Where did the virus come from?
The virus was first identified in Wuhan, China in late December. The coronavirus is a large family of viruses that is responsible for everything from the common cold to Middle East Respiratory Syndrome (MERS) and Severe Acute Respiratory Syndrome (SARS). After an initial outbreak in Wuhan that spread across Hubei province, eventually infecting over 80,000 and killing more than 3,000, new infection rates in mainland China have dropped. However, the disease has since spread across the world at an alarming rate.
What is the current status of Covid-19?
The World Health Organisation has called the ongoing outbreak a “pandemic” and urged countries across the world to take precautionary measures. Covid-19 has spread to 213 countries and territories around the world and infected more than 31,405,983 people with 967,505 deaths and 22,990,260 recoveries. In South Asia, India has reported the highest number of infections at 5,557,573 with 88,943 deaths. While Pakistan has reported 306,304 confirmed cases with 6,420 deaths.

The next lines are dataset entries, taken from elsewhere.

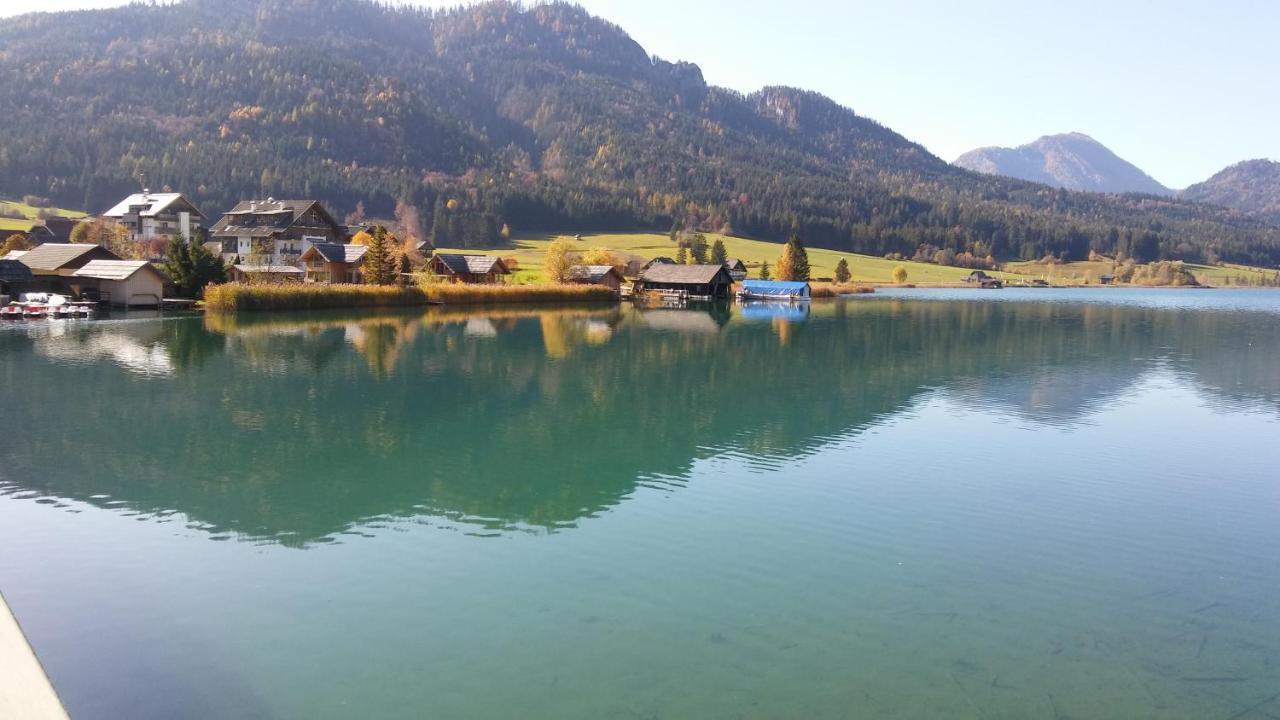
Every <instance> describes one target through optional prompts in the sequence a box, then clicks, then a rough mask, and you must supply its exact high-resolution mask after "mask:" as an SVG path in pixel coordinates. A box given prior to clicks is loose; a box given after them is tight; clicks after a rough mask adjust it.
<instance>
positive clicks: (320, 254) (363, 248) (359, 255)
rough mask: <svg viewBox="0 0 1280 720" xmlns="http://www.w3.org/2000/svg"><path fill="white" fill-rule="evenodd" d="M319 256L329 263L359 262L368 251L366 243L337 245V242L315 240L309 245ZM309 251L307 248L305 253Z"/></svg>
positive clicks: (368, 248) (364, 255)
mask: <svg viewBox="0 0 1280 720" xmlns="http://www.w3.org/2000/svg"><path fill="white" fill-rule="evenodd" d="M311 250H315V251H316V254H319V255H320V256H321V258H324V259H325V260H328V261H329V263H352V264H355V263H360V261H361V260H364V259H365V252H369V246H367V245H339V243H337V242H317V243H315V245H312V246H311ZM310 252H311V251H310V250H308V251H307V254H310Z"/></svg>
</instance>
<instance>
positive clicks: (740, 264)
mask: <svg viewBox="0 0 1280 720" xmlns="http://www.w3.org/2000/svg"><path fill="white" fill-rule="evenodd" d="M724 269H726V270H728V275H730V277H731V278H733V282H742V281H745V279H746V263H744V261H742V260H740V259H737V258H730V259H727V260H724Z"/></svg>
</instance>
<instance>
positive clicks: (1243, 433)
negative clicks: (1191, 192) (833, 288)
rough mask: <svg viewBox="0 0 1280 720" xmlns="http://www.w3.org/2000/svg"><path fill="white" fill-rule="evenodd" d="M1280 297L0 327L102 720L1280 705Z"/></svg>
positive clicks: (874, 299) (28, 606) (1102, 295)
mask: <svg viewBox="0 0 1280 720" xmlns="http://www.w3.org/2000/svg"><path fill="white" fill-rule="evenodd" d="M1277 357H1280V293H1276V292H1267V291H1240V292H1234V291H1211V292H1194V291H1123V290H1098V291H1061V292H1059V291H1039V290H1027V291H1015V290H1006V291H1001V292H974V291H956V292H946V291H895V292H888V293H879V295H877V296H860V297H855V299H849V300H844V301H829V302H814V304H813V307H812V310H809V311H799V313H795V311H788V313H772V311H769V310H768V309H767V307H764V309H762V307H749V309H745V310H742V309H737V307H733V309H730V307H719V309H709V310H708V309H695V310H636V309H632V307H630V306H627V307H622V309H579V310H538V309H513V310H512V309H504V310H493V311H475V313H460V311H448V313H443V311H434V313H430V314H426V315H421V314H412V315H406V314H398V315H371V314H353V315H270V316H251V318H247V319H239V320H218V319H207V320H205V319H200V318H193V319H165V320H154V319H147V320H132V319H125V320H110V322H100V323H74V322H72V323H69V324H60V323H37V324H8V325H0V416H3V420H4V427H5V428H6V432H4V433H0V589H3V591H4V593H5V597H6V598H8V601H9V603H10V606H12V607H13V610H14V612H15V614H17V615H18V618H19V620H20V621H22V623H23V625H24V628H26V630H27V633H28V635H29V638H31V641H32V643H33V646H35V647H36V651H37V653H38V655H40V657H41V660H42V661H44V664H45V666H46V669H47V671H49V674H50V676H51V678H52V680H54V683H55V685H56V688H58V691H59V693H60V694H61V697H63V700H64V701H65V703H67V706H68V708H69V710H70V712H72V715H73V716H76V717H197V719H198V717H467V719H470V717H547V719H577V717H581V719H595V717H626V719H634V717H690V719H694V717H726V719H728V717H974V719H995V717H1007V719H1023V717H1059V719H1062V717H1074V719H1084V717H1116V719H1130V717H1161V719H1165V717H1170V719H1172V717H1185V719H1201V717H1222V719H1226V717H1239V719H1248V720H1253V719H1258V717H1274V716H1280V701H1277V700H1276V698H1277V694H1276V693H1280V666H1277V665H1276V664H1275V662H1272V659H1274V657H1280V655H1277V653H1280V555H1277V550H1276V548H1277V547H1280V523H1277V521H1276V512H1277V510H1280V473H1277V464H1280V462H1277V461H1280V442H1277V441H1280V361H1277Z"/></svg>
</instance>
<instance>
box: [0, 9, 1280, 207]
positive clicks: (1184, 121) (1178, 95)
mask: <svg viewBox="0 0 1280 720" xmlns="http://www.w3.org/2000/svg"><path fill="white" fill-rule="evenodd" d="M118 4H120V3H119V1H118V0H114V1H113V0H26V1H15V0H0V17H4V15H13V14H18V13H23V12H31V10H60V9H76V8H87V6H110V5H118ZM417 4H426V5H436V6H452V5H457V4H460V3H458V1H457V0H444V1H440V0H419V3H417ZM580 4H581V5H582V6H585V8H586V9H588V10H590V12H591V13H594V14H596V15H600V17H603V18H605V19H609V20H612V22H614V23H617V24H620V26H621V27H622V28H623V29H626V31H627V32H628V33H630V35H631V37H634V38H635V40H636V41H637V42H640V45H643V46H644V47H645V49H646V50H648V51H649V53H650V54H652V55H658V56H660V58H663V59H667V60H686V61H691V63H696V64H698V65H699V67H700V68H701V69H703V76H704V77H705V78H707V81H708V82H710V83H713V85H719V86H724V87H731V88H735V90H740V91H744V92H750V91H754V90H758V88H760V87H763V86H767V85H791V86H796V87H803V88H806V90H815V91H818V92H822V94H824V95H828V96H829V97H832V99H835V100H836V101H838V102H840V104H842V105H846V106H849V108H851V109H854V110H855V111H858V113H859V114H860V115H864V117H868V118H872V119H876V120H878V122H881V123H883V124H886V126H888V127H890V128H892V129H895V131H897V132H900V133H901V135H904V136H906V137H908V138H910V140H913V141H915V142H919V143H922V145H924V146H925V147H928V149H929V150H931V151H933V152H934V154H936V155H938V156H941V158H943V159H946V160H954V159H955V158H956V156H959V155H960V154H961V152H965V151H966V150H972V149H974V147H982V146H989V145H1002V146H1015V145H1021V143H1025V142H1030V141H1033V140H1036V138H1037V137H1039V136H1042V135H1052V133H1060V132H1083V133H1087V135H1089V136H1092V137H1094V138H1096V140H1098V141H1100V142H1102V143H1103V145H1106V146H1107V147H1110V149H1111V150H1112V151H1115V152H1116V154H1117V155H1120V156H1121V158H1124V159H1126V160H1129V161H1130V163H1134V164H1135V165H1138V167H1139V168H1142V169H1143V170H1146V172H1147V173H1149V174H1151V176H1152V177H1155V178H1156V179H1157V181H1160V182H1162V183H1164V184H1166V186H1169V187H1175V188H1181V187H1185V186H1188V184H1192V183H1194V182H1199V181H1203V179H1206V178H1208V177H1210V176H1212V174H1213V173H1216V172H1217V170H1221V169H1222V168H1225V167H1226V165H1230V164H1233V163H1236V161H1240V160H1247V159H1253V158H1270V159H1274V160H1280V47H1277V45H1280V44H1277V36H1276V28H1280V3H1276V1H1272V0H1216V1H1215V0H1194V1H1193V0H1164V1H1148V0H1108V1H1102V0H1071V1H1070V3H1062V1H1059V3H1050V1H1047V0H1038V1H1037V0H965V1H951V0H932V1H925V0H879V1H876V3H870V1H865V0H845V1H840V0H791V1H786V3H780V1H763V0H580Z"/></svg>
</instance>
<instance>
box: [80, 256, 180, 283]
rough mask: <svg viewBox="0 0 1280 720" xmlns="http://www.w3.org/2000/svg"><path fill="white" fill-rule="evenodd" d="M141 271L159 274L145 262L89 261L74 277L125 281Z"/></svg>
mask: <svg viewBox="0 0 1280 720" xmlns="http://www.w3.org/2000/svg"><path fill="white" fill-rule="evenodd" d="M141 270H151V272H154V273H156V274H159V273H160V272H159V270H156V269H155V268H154V266H152V265H151V263H147V261H146V260H90V261H88V263H86V264H84V266H83V268H81V269H78V270H76V273H74V275H76V277H77V278H97V279H100V281H127V279H129V278H132V277H133V275H136V274H137V273H138V272H141Z"/></svg>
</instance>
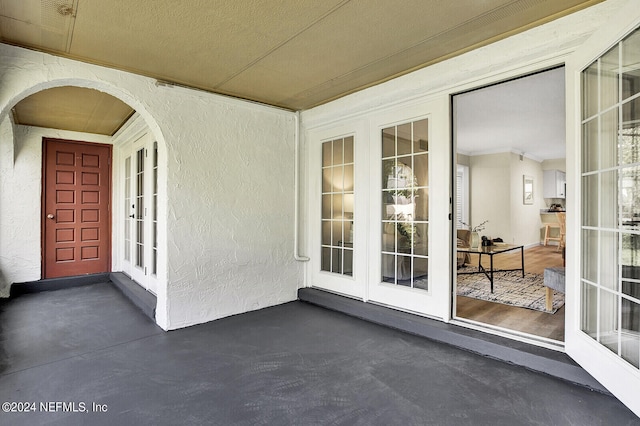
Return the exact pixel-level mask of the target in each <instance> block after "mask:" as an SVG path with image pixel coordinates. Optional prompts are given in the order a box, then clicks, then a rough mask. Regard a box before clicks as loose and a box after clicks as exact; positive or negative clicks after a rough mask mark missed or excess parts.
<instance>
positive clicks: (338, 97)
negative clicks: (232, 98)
mask: <svg viewBox="0 0 640 426" xmlns="http://www.w3.org/2000/svg"><path fill="white" fill-rule="evenodd" d="M600 1H602V0H483V1H477V0H459V1H445V0H387V1H374V0H358V1H356V0H324V1H314V0H269V1H261V0H242V1H228V0H192V1H190V2H188V5H186V4H182V3H180V2H175V1H169V0H136V1H131V0H109V1H89V0H0V41H1V42H3V43H8V44H13V45H17V46H23V47H26V48H30V49H36V50H40V51H44V52H48V53H52V54H54V55H59V56H64V57H68V58H72V59H75V60H79V61H84V62H89V63H93V64H98V65H103V66H106V67H111V68H116V69H121V70H126V71H130V72H133V73H136V74H141V75H145V76H149V77H152V78H155V79H158V80H161V81H163V82H169V83H173V84H179V85H184V86H188V87H193V88H197V89H201V90H206V91H210V92H215V93H220V94H225V95H230V96H234V97H238V98H242V99H247V100H252V101H256V102H262V103H266V104H269V105H273V106H277V107H281V108H286V109H290V110H303V109H308V108H311V107H314V106H317V105H320V104H323V103H326V102H329V101H331V100H333V99H336V98H339V97H342V96H345V95H347V94H349V93H353V92H355V91H358V90H361V89H363V88H365V87H368V86H372V85H375V84H377V83H380V82H383V81H385V80H389V79H391V78H393V77H397V76H399V75H402V74H405V73H408V72H410V71H413V70H416V69H419V68H422V67H425V66H428V65H430V64H433V63H435V62H438V61H442V60H444V59H447V58H450V57H452V56H455V55H459V54H461V53H463V52H466V51H469V50H471V49H475V48H477V47H479V46H482V45H486V44H489V43H492V42H494V41H496V40H499V39H502V38H505V37H508V36H510V35H513V34H515V33H517V32H520V31H524V30H526V29H529V28H531V27H534V26H537V25H540V24H542V23H545V22H548V21H551V20H554V19H556V18H559V17H561V16H564V15H567V14H570V13H573V12H576V11H578V10H580V9H582V8H585V7H588V6H591V5H593V4H596V3H599V2H600ZM76 94H78V96H81V97H82V96H83V95H82V94H81V92H76ZM76 94H74V95H72V96H76ZM50 95H51V96H46V97H42V98H41V99H38V100H37V104H38V107H37V108H31V113H30V114H28V115H27V114H25V113H23V112H22V111H21V109H22V108H23V107H24V106H23V105H20V104H19V105H17V107H16V111H17V113H15V114H14V116H15V117H17V118H18V120H20V121H19V124H28V125H35V126H44V125H46V126H47V127H56V128H67V129H69V130H78V129H77V128H73V124H72V123H71V121H66V120H65V117H64V116H60V114H59V113H60V108H59V103H61V102H63V101H68V99H66V97H68V96H70V95H69V93H65V92H64V91H60V92H55V93H54V92H52V93H50ZM103 96H107V97H109V95H106V94H103ZM74 99H75V98H74ZM23 102H27V100H25V101H23ZM29 102H31V101H29ZM105 102H107V103H112V102H113V101H112V100H110V99H107V100H106V101H105ZM46 103H52V105H48V106H47V105H45V104H46ZM67 103H68V102H67ZM98 103H101V102H98ZM75 105H76V107H75V111H70V110H66V109H65V111H69V114H70V115H74V116H79V115H83V114H84V115H85V118H86V120H84V122H83V124H82V126H83V129H84V130H82V131H88V132H95V133H101V132H102V131H99V130H98V127H96V130H94V129H93V123H94V121H97V122H98V123H96V124H98V125H99V124H103V122H105V121H107V122H118V121H120V122H123V121H124V120H126V118H127V117H128V114H130V111H125V110H123V109H121V108H105V109H104V110H102V111H101V113H100V114H99V115H100V116H99V117H98V115H97V114H93V116H91V114H89V116H87V113H88V112H89V111H90V110H89V109H88V108H87V105H86V104H85V103H83V102H77V103H76V104H75ZM72 108H73V107H72ZM104 114H107V115H109V114H112V115H113V116H110V117H106V118H105V117H104V116H103V115H104ZM63 115H64V114H63ZM22 117H24V118H22ZM26 117H29V118H28V119H27V118H26ZM22 120H24V121H22ZM51 120H54V121H55V122H57V123H58V124H54V125H53V126H52V125H51V124H47V123H50V122H51ZM80 121H83V120H80Z"/></svg>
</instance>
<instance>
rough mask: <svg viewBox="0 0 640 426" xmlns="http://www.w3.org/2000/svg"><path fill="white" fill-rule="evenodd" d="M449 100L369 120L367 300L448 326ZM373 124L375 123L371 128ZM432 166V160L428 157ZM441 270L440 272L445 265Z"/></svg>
mask: <svg viewBox="0 0 640 426" xmlns="http://www.w3.org/2000/svg"><path fill="white" fill-rule="evenodd" d="M447 101H448V99H447V97H446V96H444V97H442V98H440V99H437V100H432V101H429V102H425V103H423V104H420V105H416V106H414V107H409V108H407V109H404V110H403V109H399V110H397V111H394V112H393V113H385V114H384V115H383V116H380V117H377V118H374V119H373V120H372V127H371V131H370V133H371V135H372V137H371V140H372V145H371V157H370V167H369V169H370V170H371V171H372V175H371V179H370V180H371V182H375V183H376V184H372V185H371V186H370V188H369V189H370V199H371V200H374V201H373V202H372V204H374V203H375V204H374V205H377V208H374V209H372V210H371V213H372V216H371V223H372V224H374V225H373V226H372V227H371V229H370V232H371V234H370V240H369V241H370V244H369V256H370V257H369V258H370V262H369V266H370V269H369V281H368V287H367V290H368V298H369V300H371V301H374V302H377V303H381V304H384V305H388V306H393V307H397V308H400V309H403V310H406V311H411V312H415V313H419V314H424V315H429V316H432V317H436V318H442V319H445V320H447V319H448V318H449V312H450V303H451V302H450V299H451V298H450V297H449V285H448V284H449V282H450V272H449V268H448V267H446V266H448V265H449V264H450V262H451V258H450V256H451V243H450V241H451V237H450V232H451V230H450V220H449V214H450V207H451V204H450V201H451V200H450V184H449V175H450V170H449V167H448V164H449V163H447V161H448V160H449V159H450V155H451V154H450V150H451V147H450V144H449V140H450V138H449V134H448V130H449V129H448V127H447V126H442V125H440V123H444V122H446V121H447V117H448V105H447ZM376 123H377V124H376ZM436 158H437V159H438V161H434V159H436ZM445 265H446V266H445Z"/></svg>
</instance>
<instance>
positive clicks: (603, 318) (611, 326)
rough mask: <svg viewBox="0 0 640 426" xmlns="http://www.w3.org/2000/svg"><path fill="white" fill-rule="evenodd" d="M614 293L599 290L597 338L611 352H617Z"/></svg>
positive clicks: (617, 318)
mask: <svg viewBox="0 0 640 426" xmlns="http://www.w3.org/2000/svg"><path fill="white" fill-rule="evenodd" d="M617 299H618V298H617V297H616V295H615V294H613V293H610V292H608V291H604V290H600V330H599V338H600V339H599V340H600V343H602V344H603V345H604V346H606V347H607V348H609V349H610V350H611V351H612V352H614V353H616V354H617V353H618V306H617Z"/></svg>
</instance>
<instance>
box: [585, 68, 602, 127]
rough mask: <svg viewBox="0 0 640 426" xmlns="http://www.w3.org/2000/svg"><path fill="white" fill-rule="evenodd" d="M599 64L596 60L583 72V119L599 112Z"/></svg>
mask: <svg viewBox="0 0 640 426" xmlns="http://www.w3.org/2000/svg"><path fill="white" fill-rule="evenodd" d="M598 66H599V62H598V61H596V62H594V63H593V64H591V65H589V67H588V68H587V69H586V70H584V71H583V73H582V119H583V120H586V119H587V118H589V117H593V116H594V115H595V114H596V113H597V112H598Z"/></svg>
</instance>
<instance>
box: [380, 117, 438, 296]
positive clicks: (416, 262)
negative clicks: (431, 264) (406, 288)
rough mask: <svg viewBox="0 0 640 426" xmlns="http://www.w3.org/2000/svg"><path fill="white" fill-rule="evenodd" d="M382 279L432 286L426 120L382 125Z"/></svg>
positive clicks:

Nepal has so far reported 65,276 cases with 427 deaths.
How dangerous is the disease?
The mortality rate for Covid-19 is estimated to be 3.6 percent, but new studies have put the rate slightly higher at 5.7 percent. Although Covid-19 is not too dangerous to young healthy people, older individuals and those with immune-compromised systems are at greater risk of death. People with chronic medical conditions like heart disease, diabetes and lung disease, or those who’ve recently undergone serious medical procedures, are also at risk.
How do I keep myself safe?
The WHO advises that the most important thing you can do is wash your hands frequently with soap and water for at least 20 seconds or use hand sanitizers with at least 60 percent alcohol content. Avoid touching your eyes, nose and mouth with unclean hands. Clean and disinfect frequently used surfaces like your computers and phones. Avoid large crowds of people. Seek medical attention if symptoms persist for longer than a few days.
Is it time to panic?
No. The government has imposed a lockdown to limit the spread of the virus. There is no need to begin stockpiling food, cooking gas or hand sanitizers. However, it is always prudent to take sensible precautions like the ones identified above.